The development, implementation and testing of economical and reliable operation with automated vehicles is of great relevance for the future of local public transport.
Currently, automated vehicles in road-bound public transport are usually only travelling at low speed. This leads to longer travel times and thus to less acceptance and less use.
Changing this is the goal of the research project RABus: Mannheim and Friedrichshafen – supported by the respective traffic associations – act as real laboratories.
In both cities, a public transport system with electrified and automated vehicles is to be established by the end of 2023.
In the Mannheim real-life laboratory, the focus is on automated operation in mixed traffic in a new urban quarter; in the Friedrichshafen real-life laboratory, the focus is on automated countryside operation.
In order to achieve automated and safe driving behavior in the respective environment, the vehicles will operate in regular traffic at acceptable speeds – both in urban and extra-urban areas.
Shuttles from 2getthere, a subsidiary of the ZF Friedrichshafen AG, are used for this purpose.
They offer space for up to 22 people and, with their compact dimensions of 6 x 2.1 x 2.8 meters, can be integrated into the urban traffic flow according to demand and independent of the timetable.
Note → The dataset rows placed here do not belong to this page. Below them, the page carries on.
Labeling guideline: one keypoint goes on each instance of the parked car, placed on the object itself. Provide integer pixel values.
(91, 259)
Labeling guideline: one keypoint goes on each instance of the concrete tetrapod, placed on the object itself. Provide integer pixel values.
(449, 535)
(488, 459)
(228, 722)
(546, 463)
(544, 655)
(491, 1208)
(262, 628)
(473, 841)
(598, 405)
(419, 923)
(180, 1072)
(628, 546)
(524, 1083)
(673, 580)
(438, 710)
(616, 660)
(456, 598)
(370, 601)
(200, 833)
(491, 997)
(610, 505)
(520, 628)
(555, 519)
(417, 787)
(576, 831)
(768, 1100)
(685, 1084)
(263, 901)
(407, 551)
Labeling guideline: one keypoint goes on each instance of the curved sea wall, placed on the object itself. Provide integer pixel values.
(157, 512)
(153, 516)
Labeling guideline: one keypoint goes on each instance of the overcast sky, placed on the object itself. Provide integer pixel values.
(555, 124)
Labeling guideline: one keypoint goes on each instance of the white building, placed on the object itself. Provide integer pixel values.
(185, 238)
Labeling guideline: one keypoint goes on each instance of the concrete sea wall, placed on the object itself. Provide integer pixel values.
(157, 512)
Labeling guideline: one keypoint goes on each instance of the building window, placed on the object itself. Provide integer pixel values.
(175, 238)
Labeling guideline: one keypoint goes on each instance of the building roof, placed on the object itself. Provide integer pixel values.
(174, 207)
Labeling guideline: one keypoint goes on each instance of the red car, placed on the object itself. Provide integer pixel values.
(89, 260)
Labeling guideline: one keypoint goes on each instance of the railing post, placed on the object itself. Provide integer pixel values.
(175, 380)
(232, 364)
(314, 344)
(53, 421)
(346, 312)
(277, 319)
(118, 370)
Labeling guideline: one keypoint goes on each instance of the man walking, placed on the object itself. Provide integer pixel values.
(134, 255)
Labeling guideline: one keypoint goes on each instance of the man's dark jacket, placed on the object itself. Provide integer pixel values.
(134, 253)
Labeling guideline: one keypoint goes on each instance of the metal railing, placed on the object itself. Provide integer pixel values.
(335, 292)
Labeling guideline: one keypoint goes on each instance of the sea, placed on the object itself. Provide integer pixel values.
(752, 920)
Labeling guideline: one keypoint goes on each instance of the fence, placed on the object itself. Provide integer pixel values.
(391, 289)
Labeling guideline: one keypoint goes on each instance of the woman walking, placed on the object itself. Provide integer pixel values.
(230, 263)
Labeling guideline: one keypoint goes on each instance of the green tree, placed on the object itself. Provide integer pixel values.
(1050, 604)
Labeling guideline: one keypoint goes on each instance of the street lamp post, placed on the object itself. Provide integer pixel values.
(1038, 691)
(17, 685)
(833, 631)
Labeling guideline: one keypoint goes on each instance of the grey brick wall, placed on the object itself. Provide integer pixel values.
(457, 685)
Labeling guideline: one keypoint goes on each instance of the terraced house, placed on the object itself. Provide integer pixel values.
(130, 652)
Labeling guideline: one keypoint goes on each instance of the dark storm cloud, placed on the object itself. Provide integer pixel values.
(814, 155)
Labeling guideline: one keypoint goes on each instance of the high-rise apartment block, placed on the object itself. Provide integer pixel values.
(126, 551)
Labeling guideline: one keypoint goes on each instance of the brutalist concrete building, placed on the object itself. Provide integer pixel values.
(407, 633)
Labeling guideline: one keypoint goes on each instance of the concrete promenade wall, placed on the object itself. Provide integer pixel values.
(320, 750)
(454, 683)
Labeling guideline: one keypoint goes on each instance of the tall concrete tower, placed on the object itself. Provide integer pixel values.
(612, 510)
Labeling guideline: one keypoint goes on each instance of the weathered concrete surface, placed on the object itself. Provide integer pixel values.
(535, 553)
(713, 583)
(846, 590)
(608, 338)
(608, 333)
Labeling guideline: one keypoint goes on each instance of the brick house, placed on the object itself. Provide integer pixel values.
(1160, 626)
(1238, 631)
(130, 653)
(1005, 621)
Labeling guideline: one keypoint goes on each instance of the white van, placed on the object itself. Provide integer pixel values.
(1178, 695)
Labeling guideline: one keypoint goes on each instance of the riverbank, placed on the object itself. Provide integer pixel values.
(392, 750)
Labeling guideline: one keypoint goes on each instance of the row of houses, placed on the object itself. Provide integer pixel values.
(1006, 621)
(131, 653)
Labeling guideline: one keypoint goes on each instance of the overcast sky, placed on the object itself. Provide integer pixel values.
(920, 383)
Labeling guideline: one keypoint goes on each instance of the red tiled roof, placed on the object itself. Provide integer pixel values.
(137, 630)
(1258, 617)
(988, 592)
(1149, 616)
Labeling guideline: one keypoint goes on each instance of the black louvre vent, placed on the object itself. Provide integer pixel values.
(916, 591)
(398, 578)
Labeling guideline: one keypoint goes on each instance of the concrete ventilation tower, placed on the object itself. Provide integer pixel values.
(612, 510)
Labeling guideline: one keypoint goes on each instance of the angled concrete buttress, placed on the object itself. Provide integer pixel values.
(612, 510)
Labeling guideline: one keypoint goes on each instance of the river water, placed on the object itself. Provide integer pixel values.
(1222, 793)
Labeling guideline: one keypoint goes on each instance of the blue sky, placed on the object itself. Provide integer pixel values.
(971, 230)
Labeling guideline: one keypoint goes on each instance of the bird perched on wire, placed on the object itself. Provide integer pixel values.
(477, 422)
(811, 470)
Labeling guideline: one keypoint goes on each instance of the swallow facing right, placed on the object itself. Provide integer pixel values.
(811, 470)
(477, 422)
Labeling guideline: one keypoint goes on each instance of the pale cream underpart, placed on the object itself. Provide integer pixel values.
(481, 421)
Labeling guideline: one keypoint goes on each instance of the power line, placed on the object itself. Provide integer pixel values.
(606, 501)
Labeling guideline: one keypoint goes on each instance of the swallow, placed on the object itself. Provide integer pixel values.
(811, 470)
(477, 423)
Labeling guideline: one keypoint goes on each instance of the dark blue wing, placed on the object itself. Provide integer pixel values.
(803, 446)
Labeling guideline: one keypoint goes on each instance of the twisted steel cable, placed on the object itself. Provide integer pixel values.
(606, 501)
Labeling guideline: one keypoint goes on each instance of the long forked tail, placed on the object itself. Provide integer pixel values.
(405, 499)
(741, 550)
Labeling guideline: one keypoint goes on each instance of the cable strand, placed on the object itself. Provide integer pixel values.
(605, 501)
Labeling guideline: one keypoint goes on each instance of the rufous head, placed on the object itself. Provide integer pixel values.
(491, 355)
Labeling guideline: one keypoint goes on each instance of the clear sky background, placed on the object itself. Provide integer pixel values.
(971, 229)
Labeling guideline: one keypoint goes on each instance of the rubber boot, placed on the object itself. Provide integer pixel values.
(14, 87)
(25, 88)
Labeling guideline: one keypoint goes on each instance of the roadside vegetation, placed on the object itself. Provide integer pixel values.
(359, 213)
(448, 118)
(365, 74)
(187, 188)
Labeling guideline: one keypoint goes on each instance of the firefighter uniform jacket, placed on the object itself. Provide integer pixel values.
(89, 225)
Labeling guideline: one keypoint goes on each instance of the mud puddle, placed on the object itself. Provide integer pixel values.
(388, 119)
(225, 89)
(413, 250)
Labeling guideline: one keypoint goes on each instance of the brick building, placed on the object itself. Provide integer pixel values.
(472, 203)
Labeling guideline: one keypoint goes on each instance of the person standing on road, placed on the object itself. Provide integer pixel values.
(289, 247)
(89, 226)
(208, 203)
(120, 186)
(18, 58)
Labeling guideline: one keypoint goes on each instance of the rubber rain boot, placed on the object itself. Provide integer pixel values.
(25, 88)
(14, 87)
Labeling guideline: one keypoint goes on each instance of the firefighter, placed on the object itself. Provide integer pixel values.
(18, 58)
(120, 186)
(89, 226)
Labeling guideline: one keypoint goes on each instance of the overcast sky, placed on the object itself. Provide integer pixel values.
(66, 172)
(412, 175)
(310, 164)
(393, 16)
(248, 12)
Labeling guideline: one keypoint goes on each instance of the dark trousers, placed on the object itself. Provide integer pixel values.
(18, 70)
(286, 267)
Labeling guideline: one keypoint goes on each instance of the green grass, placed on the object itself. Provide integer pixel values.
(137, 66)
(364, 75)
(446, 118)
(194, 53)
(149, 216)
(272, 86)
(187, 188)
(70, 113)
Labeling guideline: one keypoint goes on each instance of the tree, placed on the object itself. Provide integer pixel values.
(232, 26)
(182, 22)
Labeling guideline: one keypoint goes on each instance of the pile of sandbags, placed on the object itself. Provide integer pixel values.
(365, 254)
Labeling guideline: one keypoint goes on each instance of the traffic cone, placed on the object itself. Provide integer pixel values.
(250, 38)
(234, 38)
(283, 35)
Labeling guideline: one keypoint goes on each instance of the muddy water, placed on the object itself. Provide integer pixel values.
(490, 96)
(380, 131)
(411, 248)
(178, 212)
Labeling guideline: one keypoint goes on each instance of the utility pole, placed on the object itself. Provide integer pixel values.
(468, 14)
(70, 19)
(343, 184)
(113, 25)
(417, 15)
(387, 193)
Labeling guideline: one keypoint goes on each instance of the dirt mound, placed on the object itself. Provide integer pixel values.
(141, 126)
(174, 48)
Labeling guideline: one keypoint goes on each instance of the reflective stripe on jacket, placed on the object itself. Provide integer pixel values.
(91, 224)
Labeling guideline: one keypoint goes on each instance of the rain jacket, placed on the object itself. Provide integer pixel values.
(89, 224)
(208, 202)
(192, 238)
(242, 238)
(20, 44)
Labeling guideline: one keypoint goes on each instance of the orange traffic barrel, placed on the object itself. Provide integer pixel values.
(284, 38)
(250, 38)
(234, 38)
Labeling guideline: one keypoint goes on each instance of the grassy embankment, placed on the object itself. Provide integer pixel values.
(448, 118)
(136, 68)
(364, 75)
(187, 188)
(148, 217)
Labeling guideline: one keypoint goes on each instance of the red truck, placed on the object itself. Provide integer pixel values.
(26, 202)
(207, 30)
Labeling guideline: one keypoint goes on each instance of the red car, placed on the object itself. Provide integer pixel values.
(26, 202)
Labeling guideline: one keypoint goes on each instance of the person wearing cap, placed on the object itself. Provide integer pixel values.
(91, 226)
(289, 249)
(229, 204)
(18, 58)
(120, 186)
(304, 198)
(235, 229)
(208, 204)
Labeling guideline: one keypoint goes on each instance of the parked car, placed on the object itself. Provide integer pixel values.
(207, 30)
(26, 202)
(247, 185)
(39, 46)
Torsten Gollewski, executive vice president autonomous mobility systems at ZF Friedrichshafen, says: “Our autonomous shuttles are equipped with electric drives, state-of-the-art sensor technology and central computers equipped with artificial intelligence.
“They can also communicate with the infrastructure via connectivity services specifically designed for Level 4 systems. We are pleased that the shuttles will now be in operation in Germany for the first time.
“The approach of the real-life laboratory in Friedrichshafen is a milestone for the urban mobility of the future, as the connection of rural areas to city centers will be very important in the future and will complement the on-demand needs from the outside areas towards the city center; just as we are establishing it in the real-life laboratory in Mannheim.
“The shuttles are equipped with an autonomous travel system, the ‘Virtual Driver’ and other components, a considerable proportion of them were developed in Baden-Wuerttemberg – here in the ‘Land of Tinkerers’; and we are proud to make a contribution to the future of public transport.”
The scientific community is also intensively involved in the project through accompanying research on acceptance, cost-effectiveness and technical solutions.